This issue tracker has been migrated to GitHub, and is currently read-only.
For more information, see the GitHub FAQs in the Python's Developer Guide.

classification
Title: Coverage of codecs.py
Type: Stage:
Components: Library (Lib), Tests Versions: Python 3.3
process
Status: open Resolution:
Dependencies: Superseder:
Assigned To: Nosy List: doerwalter, lemburg, martin.panter, ncoghlan, serhiy.storchaka, tleeuwenburg, vstinner
Priority: normal Keywords: patch

Created on 2011-08-22 03:22 by tleeuwenburg, last changed 2022-04-11 14:57 by admin.

Files
File name Uploaded Description Edit
mywork.patch tleeuwenburg, 2011-08-22 03:22 review
issue12808_codecs_coverage.diff ncoghlan, 2011-08-22 05:30 Updated patch, ready for commit review
codecs.diff tleeuwenburg, 2011-08-22 10:12 review
codecs.diff tleeuwenburg, 2011-08-22 23:31 review
codecs.diff tleeuwenburg, 2011-08-26 10:14 review
Messages (13)
msg142661 - (view) Author: Tennessee Leeuwenburg (tleeuwenburg) Date: 2011-08-22 03:22
Increases the coverage of codecs.py by about 3 lines...
msg142662 - (view) Author: Tennessee Leeuwenburg (tleeuwenburg) Date: 2011-08-22 03:23
Also some pep8 compliance outside of the scope of the added lines of code.
msg142676 - (view) Author: Alyssa Coghlan (ncoghlan) * (Python committer) Date: 2011-08-22 05:30
Tennessee, there were a few issues in the original patch - see the attached update (mostly the use of assert statements instead of methods and the overbroad scope of the context manager when checking for an expected exception).

However, in getting ready to commit this, I noticed something interesting.
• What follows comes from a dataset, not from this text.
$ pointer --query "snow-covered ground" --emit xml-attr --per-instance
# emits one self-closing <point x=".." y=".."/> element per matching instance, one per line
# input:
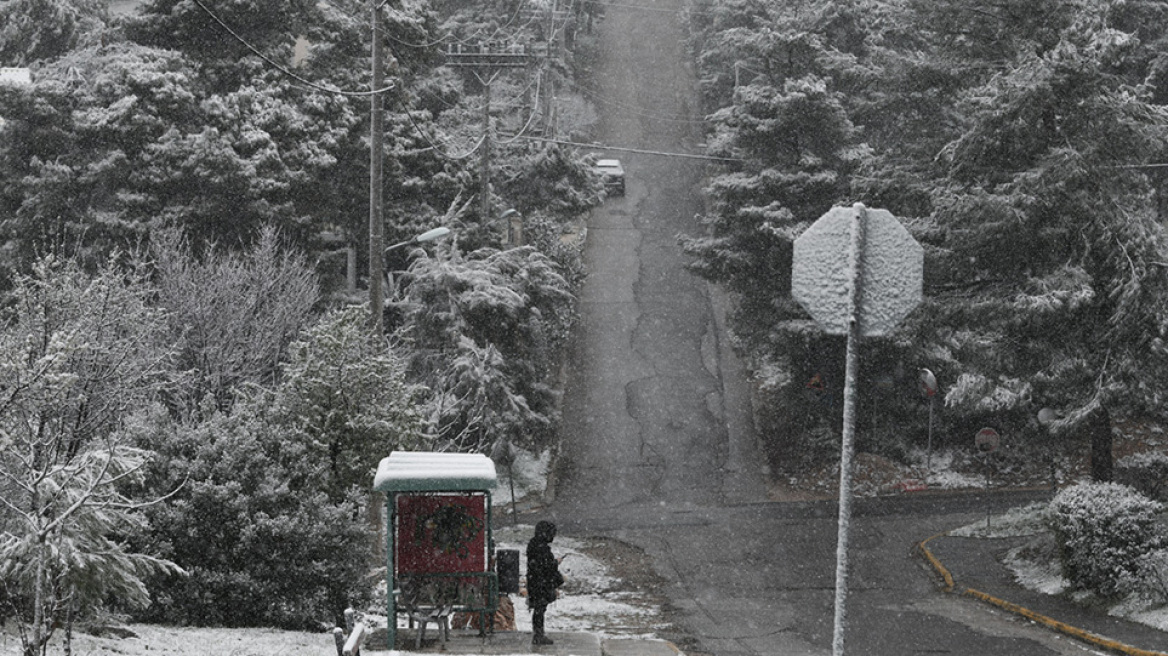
<point x="1035" y="564"/>
<point x="593" y="599"/>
The docs for the IncrementalEncoder.getstate() API [1] state that the value returned *must* be an integer.

BufferedIncrementalEncoder doesn't obey that limitation - when data is buffered, it returns the raw buffered string instead of encoding it as some kind of integer.
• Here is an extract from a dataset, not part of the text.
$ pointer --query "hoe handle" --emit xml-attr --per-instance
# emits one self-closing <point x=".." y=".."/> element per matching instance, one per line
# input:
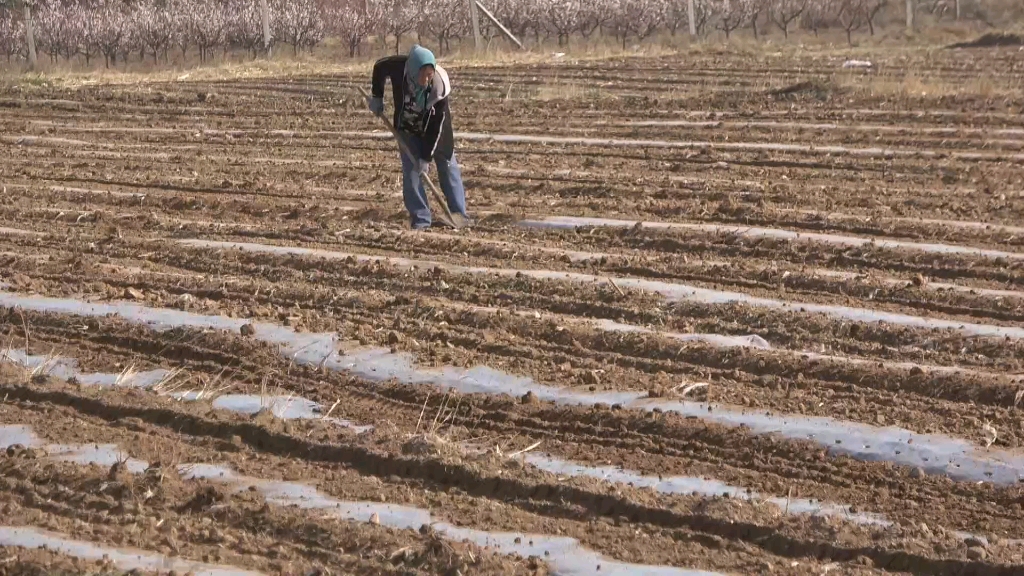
<point x="404" y="150"/>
As a separate, but related point, IncrementalDecoder.getstate() includes an explanation on how to save arbitrary state as an integer, but no such explanation (not even a reference to the IncrementalDecoder version) is present in the IncrementalEncoder.getstate() docs.

Adding MAL, since I'd like an expert opinion. Is the API less stringent than the docs state, or should BufferedIncrementalEncoder be fixed to always return the state as an integer?

[1] http://docs.python.org/dev/library/codecs#codecs.IncrementalEncoder.getstate
msg142710 - (view) Author: Marc-Andre Lemburg (lemburg) * (Python committer) Date: 2011-08-22 09:11
Nick Coghlan wrote:
> 
> As a separate, but related point, IncrementalDecoder.getstate() includes an explanation on how to save arbitrary state as an integer, but no such explanation (not even a reference to the IncrementalDecoder version) is present in the IncrementalEncoder.getstate() docs.
> 
> Adding MAL, since I'd like an expert opinion. Is the API less stringent than the docs state, or should BufferedIncrementalEncoder be fixed to always return the state as an integer?
> 
> [1] http://docs.python.org/dev/library/codecs#codecs.IncrementalEncoder.getstate

I'm not sure how that description got into the docs. It must
have been added in the 3.x branch, since the 2.7 version of the
docs doesn't document those method at all.

FWIW: The .getstate() and .setstate() don't restrict the type of data
used for storing the state. The only requirement is that the data
returned by .getstate() can be passed to .setstate() in order to
recreate the internal state used by the codec:

    def getstate(self):
        """
        Return the current state of the encoder.
        """
        return 0

    def setstate(self, state):
        """
        Set the current state of the encoder. state must have been
        returned by getstate().
        """
For practical reasons, the used data should be pickleable.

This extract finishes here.